I was craving veggies, fancied a curry and came across this Madeline Shaw recipe. Butternut squash is a great source of fiber and vitamins A, C, E and B. It is also a good source of potassium. Spinach is extremely nutrient rich providing plenty of iron. Green beans are an excellent source of fiber, potassium and folate.

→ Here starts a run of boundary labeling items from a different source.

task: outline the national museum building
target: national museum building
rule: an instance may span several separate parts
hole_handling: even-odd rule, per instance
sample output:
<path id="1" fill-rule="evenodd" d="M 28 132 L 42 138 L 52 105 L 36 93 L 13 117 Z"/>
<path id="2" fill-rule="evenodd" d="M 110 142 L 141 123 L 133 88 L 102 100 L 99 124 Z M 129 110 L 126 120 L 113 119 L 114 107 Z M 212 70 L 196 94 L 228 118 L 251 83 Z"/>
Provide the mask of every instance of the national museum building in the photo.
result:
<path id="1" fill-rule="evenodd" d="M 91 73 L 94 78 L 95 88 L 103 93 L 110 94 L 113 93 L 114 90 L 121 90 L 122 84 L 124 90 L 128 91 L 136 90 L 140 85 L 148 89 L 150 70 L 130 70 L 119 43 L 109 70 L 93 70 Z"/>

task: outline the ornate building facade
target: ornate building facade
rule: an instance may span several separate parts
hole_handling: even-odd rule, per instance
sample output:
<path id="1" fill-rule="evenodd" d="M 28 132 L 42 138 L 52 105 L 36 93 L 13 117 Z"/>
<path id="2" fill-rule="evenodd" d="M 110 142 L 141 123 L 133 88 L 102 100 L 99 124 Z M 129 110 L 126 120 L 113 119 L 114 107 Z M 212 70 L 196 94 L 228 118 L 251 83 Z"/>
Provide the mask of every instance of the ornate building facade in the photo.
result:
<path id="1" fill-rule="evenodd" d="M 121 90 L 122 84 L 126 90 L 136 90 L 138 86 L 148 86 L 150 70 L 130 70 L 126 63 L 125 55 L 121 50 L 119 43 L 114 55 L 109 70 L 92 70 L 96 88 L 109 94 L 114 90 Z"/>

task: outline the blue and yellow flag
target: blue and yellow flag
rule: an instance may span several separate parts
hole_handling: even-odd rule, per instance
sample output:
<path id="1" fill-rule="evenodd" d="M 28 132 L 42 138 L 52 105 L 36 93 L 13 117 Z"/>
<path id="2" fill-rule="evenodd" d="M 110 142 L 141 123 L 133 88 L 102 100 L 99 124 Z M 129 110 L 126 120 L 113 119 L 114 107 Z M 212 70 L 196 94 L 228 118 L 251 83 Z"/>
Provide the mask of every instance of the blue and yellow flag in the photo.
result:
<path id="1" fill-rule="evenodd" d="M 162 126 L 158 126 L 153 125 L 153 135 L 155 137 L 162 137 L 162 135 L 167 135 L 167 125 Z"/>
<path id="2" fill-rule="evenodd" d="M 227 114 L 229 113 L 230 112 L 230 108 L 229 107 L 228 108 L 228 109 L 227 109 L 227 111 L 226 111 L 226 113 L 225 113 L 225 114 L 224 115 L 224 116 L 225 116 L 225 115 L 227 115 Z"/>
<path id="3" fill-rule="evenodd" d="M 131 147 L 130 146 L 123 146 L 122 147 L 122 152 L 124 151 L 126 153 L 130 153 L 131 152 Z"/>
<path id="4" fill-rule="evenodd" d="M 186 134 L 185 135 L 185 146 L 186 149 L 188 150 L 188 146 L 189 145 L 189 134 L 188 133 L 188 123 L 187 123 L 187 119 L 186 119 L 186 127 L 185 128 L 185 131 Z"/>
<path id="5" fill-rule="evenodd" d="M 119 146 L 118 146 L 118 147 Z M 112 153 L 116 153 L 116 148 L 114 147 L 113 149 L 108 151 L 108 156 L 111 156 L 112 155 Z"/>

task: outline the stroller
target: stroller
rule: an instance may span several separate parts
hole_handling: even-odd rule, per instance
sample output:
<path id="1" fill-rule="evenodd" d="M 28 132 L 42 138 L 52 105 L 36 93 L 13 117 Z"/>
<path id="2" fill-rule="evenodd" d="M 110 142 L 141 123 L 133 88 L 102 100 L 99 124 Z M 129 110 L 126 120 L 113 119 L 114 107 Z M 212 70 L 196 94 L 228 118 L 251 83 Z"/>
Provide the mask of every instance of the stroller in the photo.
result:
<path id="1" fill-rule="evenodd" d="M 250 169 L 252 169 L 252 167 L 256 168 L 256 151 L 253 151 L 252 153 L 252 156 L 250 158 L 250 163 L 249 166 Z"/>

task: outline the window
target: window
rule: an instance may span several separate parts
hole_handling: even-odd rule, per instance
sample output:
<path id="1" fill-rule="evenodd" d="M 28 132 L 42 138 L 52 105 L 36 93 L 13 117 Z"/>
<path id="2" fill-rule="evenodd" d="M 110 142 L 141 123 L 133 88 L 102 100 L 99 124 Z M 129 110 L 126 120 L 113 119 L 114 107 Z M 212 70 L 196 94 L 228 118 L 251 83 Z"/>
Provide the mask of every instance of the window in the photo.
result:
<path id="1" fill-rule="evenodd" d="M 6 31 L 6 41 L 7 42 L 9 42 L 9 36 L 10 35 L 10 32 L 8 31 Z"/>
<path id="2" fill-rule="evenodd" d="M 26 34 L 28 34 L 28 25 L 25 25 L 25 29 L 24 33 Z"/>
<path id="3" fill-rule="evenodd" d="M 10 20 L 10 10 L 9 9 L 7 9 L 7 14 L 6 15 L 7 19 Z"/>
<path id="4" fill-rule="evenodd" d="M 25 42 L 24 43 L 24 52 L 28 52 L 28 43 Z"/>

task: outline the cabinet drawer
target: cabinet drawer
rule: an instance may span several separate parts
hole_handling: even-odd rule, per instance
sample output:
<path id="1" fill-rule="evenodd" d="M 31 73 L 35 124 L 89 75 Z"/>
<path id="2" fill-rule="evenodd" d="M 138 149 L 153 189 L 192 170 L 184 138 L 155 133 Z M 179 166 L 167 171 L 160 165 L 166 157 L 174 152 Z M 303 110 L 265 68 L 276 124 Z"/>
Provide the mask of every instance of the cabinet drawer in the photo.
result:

I served this with some ready-made poppadum’s and naan bread, washed down with a cheeky glass of Prosecco for that Friday feeling.

Serves 3-4

50g fresh coriander 

2 tbsp red curry paste 

400ml can of coconut milk

1 tbsp tomato puree

half tsp turmeric

1 tbsp coconut oil 

1 onion finely chopped

400g butternut squash or pumpkin peeled and cubed

150g green beans, ends cut off and cut in half

50g spinach leaves

1 lime juiced

 

  1. Strip the coriander leaves from the stalks and finely chop the stalks. The leaves will be used to garnish later.
  2. Blitz the coriander stalks, red curry paste, coconut milk, tomato puree and turmeric in a blender or food processor.
  3. Heat the coconut oil in a pan over a medium heat then sauté the onion for 5 mins with a pinch of salt.
  4. Add the squash and stir-fry for 1 min. Pour in the blended mix. Bring to a simmer and cook for 10 mins.
  5. Add the green beans and spinach and cook for 20 mins until the squash is cooked through.   Scatter the coriander leaves and lime juice.